That ‘s where I had all my suitcases before.
At the time I had the foam from the antique Paros couch under the bed taking up room. I decided that since I wanted soft and cushy for the couch if I ever finish and use it (cause I have no room in this place) I got rid of the foam and I put the suitcases under the bed for storage. Much smarter idea. I can now pull the suitcase I want out like I would a drawer.
And I put the little table in the corner to shove things that need storing under. Like paper supplies, mom’s old sewing machine (which needs a tweak to work) and some card for painting on. I was thinking of making a rack for shoes to hide under it, and maybe I will one day, but for now I just put this stuff in there to hide it away.

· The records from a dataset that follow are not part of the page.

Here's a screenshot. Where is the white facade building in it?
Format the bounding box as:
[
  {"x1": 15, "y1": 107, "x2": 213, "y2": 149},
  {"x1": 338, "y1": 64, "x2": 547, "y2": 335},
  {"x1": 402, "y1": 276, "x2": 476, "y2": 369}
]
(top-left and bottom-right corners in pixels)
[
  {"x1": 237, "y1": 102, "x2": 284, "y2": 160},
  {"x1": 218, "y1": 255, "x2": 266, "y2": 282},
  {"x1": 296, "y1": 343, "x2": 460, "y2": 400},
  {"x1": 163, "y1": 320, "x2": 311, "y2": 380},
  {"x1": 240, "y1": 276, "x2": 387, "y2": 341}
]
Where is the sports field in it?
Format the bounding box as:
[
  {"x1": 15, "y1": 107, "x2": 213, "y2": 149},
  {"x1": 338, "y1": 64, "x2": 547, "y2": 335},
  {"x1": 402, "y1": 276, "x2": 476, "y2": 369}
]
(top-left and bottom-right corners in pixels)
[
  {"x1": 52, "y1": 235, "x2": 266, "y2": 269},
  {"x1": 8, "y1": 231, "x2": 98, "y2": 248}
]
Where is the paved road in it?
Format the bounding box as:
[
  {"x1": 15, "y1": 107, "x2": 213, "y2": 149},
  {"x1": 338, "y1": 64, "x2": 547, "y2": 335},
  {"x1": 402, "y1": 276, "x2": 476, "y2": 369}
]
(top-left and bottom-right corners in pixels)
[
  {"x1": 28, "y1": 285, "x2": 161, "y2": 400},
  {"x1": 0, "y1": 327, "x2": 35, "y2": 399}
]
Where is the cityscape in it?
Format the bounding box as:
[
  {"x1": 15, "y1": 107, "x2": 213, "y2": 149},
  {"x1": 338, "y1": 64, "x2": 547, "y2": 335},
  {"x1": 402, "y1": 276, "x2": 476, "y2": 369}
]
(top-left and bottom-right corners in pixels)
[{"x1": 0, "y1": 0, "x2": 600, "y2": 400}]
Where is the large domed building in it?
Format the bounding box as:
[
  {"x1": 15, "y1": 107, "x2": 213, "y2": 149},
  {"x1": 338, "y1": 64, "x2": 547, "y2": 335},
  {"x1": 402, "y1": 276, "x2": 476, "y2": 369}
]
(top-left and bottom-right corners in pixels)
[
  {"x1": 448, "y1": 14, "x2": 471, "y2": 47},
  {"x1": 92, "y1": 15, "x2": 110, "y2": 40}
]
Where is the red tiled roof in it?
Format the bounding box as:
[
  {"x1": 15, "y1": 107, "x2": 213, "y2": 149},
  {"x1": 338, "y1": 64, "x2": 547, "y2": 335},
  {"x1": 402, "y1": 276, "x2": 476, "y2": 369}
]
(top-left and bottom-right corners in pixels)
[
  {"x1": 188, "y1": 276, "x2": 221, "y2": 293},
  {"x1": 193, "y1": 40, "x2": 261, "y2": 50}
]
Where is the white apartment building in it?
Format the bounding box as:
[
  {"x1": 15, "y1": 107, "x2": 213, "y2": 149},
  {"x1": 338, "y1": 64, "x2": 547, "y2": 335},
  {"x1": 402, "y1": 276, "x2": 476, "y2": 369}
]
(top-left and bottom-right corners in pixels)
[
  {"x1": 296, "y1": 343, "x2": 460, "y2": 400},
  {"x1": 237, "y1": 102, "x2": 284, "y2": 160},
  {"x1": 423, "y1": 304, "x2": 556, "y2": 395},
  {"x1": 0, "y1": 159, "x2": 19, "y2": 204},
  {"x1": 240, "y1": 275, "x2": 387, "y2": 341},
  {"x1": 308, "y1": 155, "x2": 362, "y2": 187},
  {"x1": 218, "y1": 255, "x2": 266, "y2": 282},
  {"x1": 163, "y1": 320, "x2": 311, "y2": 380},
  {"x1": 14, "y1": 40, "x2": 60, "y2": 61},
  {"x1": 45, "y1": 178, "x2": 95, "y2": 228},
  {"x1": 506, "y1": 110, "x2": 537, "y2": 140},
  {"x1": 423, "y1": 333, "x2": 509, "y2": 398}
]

In order to make it less ‘i just had to stick this somewhere’ visible, I used the lace pillow cover as a curtain. It had a small rust mark on it so I cut that away and stitched a small round doily over the hole. Works for me.
You may remember this is how my bedroom looks. A great friend gave me this gorgeous mosquito net and (like any girl) I’ve always loved the romantic look of a mosquito net over the bed. Even if its just me and Lainee sharing the bed.
The dilema now is this: I have a beautiful painting (a nude) of myself done by a friend and great artist. I had it hanging over the bed in Tasmania and I forgot to take it to Athens for storage when I went last Christmas. Its been in its box in the bedroom since then. Just waiting.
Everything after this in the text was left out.